Enkel onze strijd biedt een toekomstperspectief voor de Palestijnen
De horror in Gaza houdt aan. Er vielen al tienduizenden doden, de hongersnood is alomtegenwoordig en het Israëlische regime richt een complete verwoesting aan. Netanyahu beweert dat de overwinning ‘binnen handbereik’ ligt. Maar wat is die overwinning? Een hel op aarde die geen vrede en welvaart zal voortbrengen, maar enkel nog meer ellende. Als er al iets uit de bus komt van de vredesonderhandelingen, zal het doen denken aan deze omschrijving door de Romeinse historicus Tacitus: “Roven, moorden en plunderen noemen ze met valse namen een rijk, en, waar ze een woestenij maken, noemen ze het vrede.”
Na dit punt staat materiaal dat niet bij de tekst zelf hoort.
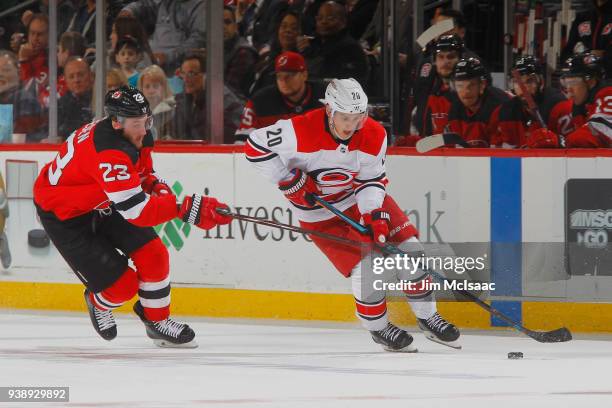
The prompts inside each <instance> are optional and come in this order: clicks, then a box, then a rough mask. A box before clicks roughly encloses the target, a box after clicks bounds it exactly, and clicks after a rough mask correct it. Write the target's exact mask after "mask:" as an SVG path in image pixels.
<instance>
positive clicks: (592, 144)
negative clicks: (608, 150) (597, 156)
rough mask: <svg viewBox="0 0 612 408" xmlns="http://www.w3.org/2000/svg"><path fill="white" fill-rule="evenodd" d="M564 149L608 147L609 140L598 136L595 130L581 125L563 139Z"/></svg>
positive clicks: (601, 135)
mask: <svg viewBox="0 0 612 408" xmlns="http://www.w3.org/2000/svg"><path fill="white" fill-rule="evenodd" d="M565 147H567V148H568V149H574V148H578V147H581V148H587V149H595V148H601V147H604V148H605V147H610V139H609V138H608V137H607V136H605V135H600V134H599V132H597V131H596V130H591V129H590V128H589V126H588V125H583V126H581V127H579V128H578V129H576V130H575V131H573V132H572V133H570V134H569V135H568V136H567V138H566V139H565Z"/></svg>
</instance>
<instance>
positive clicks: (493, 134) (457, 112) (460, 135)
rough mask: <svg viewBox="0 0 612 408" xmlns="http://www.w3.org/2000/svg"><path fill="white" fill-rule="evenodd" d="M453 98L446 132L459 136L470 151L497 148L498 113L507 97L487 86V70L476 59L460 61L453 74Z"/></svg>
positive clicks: (498, 132) (449, 113)
mask: <svg viewBox="0 0 612 408" xmlns="http://www.w3.org/2000/svg"><path fill="white" fill-rule="evenodd" d="M451 84H452V86H453V88H454V89H455V91H456V92H457V93H456V95H453V98H452V99H453V100H452V102H451V108H450V111H449V113H448V126H447V131H449V132H453V133H457V134H459V135H460V136H461V137H462V138H463V140H465V141H466V142H467V143H468V144H470V145H471V146H473V147H489V146H491V145H497V144H498V143H499V141H500V140H501V139H502V137H501V133H500V131H499V129H498V125H499V110H500V108H501V105H502V103H504V102H505V101H507V100H508V99H510V97H509V95H508V94H507V93H506V92H504V91H502V90H501V89H499V88H496V87H494V86H492V85H491V84H489V81H488V80H487V70H486V69H485V67H484V66H483V65H482V63H481V62H480V60H479V59H478V58H464V59H461V60H460V61H459V62H458V63H457V65H455V69H454V71H453V74H452V80H451Z"/></svg>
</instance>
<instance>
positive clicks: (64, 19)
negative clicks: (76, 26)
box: [21, 0, 75, 36]
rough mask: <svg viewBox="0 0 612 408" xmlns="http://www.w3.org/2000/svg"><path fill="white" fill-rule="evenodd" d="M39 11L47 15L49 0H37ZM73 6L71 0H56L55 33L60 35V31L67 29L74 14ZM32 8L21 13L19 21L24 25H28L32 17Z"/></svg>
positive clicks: (48, 12) (48, 9)
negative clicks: (20, 16) (20, 20)
mask: <svg viewBox="0 0 612 408" xmlns="http://www.w3.org/2000/svg"><path fill="white" fill-rule="evenodd" d="M39 3H40V4H39V10H40V13H42V14H44V15H46V16H47V17H48V16H49V0H40V2H39ZM74 13H75V8H74V4H73V2H72V0H58V1H57V35H58V36H60V35H61V34H62V33H64V32H66V31H69V30H68V26H69V25H70V21H71V20H72V17H73V16H74ZM34 14H35V13H34V12H33V11H32V10H26V11H24V12H23V14H22V15H21V22H22V23H23V25H24V26H25V27H27V26H28V25H30V21H31V20H32V17H34Z"/></svg>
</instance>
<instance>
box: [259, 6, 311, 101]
mask: <svg viewBox="0 0 612 408" xmlns="http://www.w3.org/2000/svg"><path fill="white" fill-rule="evenodd" d="M277 27H278V28H277V29H276V36H275V37H274V38H273V40H272V41H271V43H270V52H268V53H265V54H262V55H261V56H260V58H259V61H258V62H257V65H256V72H255V78H254V81H253V84H252V86H251V88H250V95H254V94H255V92H257V91H259V90H260V89H263V88H265V87H266V86H269V85H274V84H275V83H276V76H275V71H274V64H275V61H276V57H278V55H279V54H281V53H283V52H285V51H297V38H298V35H299V34H300V18H299V16H298V14H296V13H295V12H293V11H288V12H286V13H285V14H282V15H281V16H280V21H279V23H278V24H277Z"/></svg>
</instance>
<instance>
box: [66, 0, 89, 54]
mask: <svg viewBox="0 0 612 408" xmlns="http://www.w3.org/2000/svg"><path fill="white" fill-rule="evenodd" d="M66 31H76V32H78V33H81V35H82V36H83V37H85V41H86V42H87V46H88V47H94V46H95V43H96V0H81V2H80V4H79V6H78V8H77V10H76V12H75V13H74V15H73V17H72V19H71V20H70V23H69V24H68V28H67V29H66Z"/></svg>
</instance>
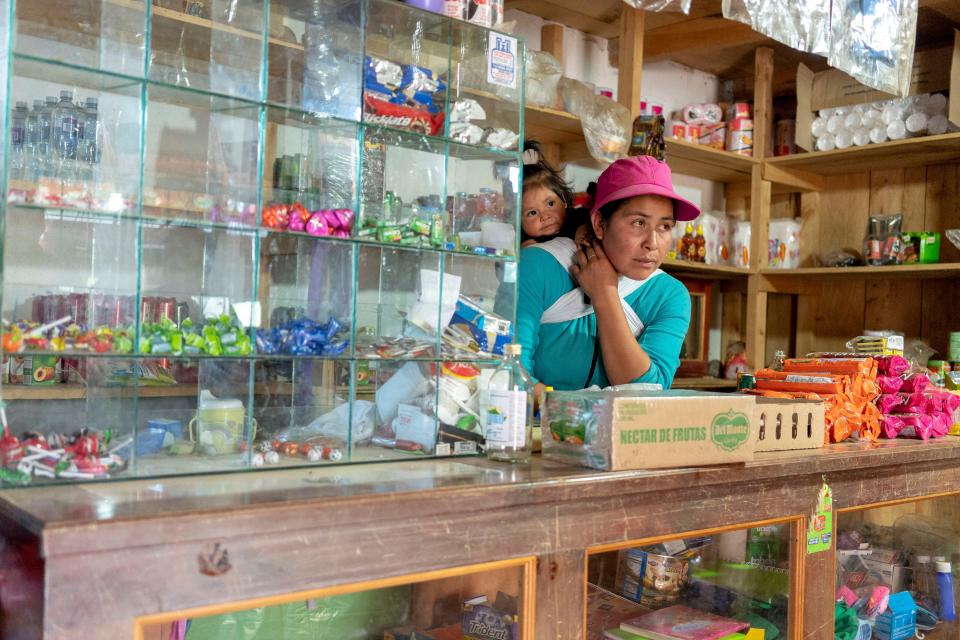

door Geert Cool uit maandblad De Linkse Socialist
De aanhoudende horror is ondraaglijk voor de Palestijnse bevolking. De woede hierover is wereldwijd aanwezig en vormt de aanleiding voor een grote internationale protestbeweging. De acties zijn nog niet zo groot als de anti-oorlogsprotesten vlak voor de Amerikaanse invasie in Irak in 2003. Mogelijk is er hier en daar ontmoediging omdat het bloedbad gewoon doorgaat. We mogen echter de impact van de publieke opinie niet onderschatten. Daar zit het potentieel om ons verzet verder op te bouwen met methoden en een programma om het bloedbad te stoppen.
Internationale druk
De internationale druk van de publieke opinie zet Netanyahu onder druk en zorgt ervoor dat de Amerikaanse president Joe Biden voorzichtige kritiek en waarschuwingen uit. Hij zei dat toekomstige Amerikaanse hulp afhankelijk is van de bescherming van burgers en hulpverleners in Gaza. Hij eiste bovendien onderhandelingen voor een onmiddellijk staakt-het-vuren. De wapenleveringen en ook andere vormen van militaire samenwerking gaan echter door. Na de aanval door Iran op 13 april verklaarde Biden dat de Amerikaanse steun voor Israël “ijzersterk” is.
De aanval waarbij zeven hulpverleners van World Central Kitchen om het leven kwamen was een doelbewuste aanslag op humanitaire hulp. World Central Kitchen was de eerste organisatie die hulp langs zee naar Gaza bracht en sinds 7 oktober leverde het 43 miljoen maaltijden in Gaza. Het werd door het Israëlische regime gezien als onderdeel van een alternatief voor de VN-organisatie UNRWA, die in de praktijk een aantal overheidstaken opnam en daarbij van internationale liefdadigheid afhankelijk was. Het droogleggen van UNRWA, op basis van betwiste beschuldigingen door het Israëlische regime, vergroot de humanitaire ramp. Het aanhoudende geweld, ook tegen hulpverleners, isoleert het Israëlische regime verder in de publieke opinie.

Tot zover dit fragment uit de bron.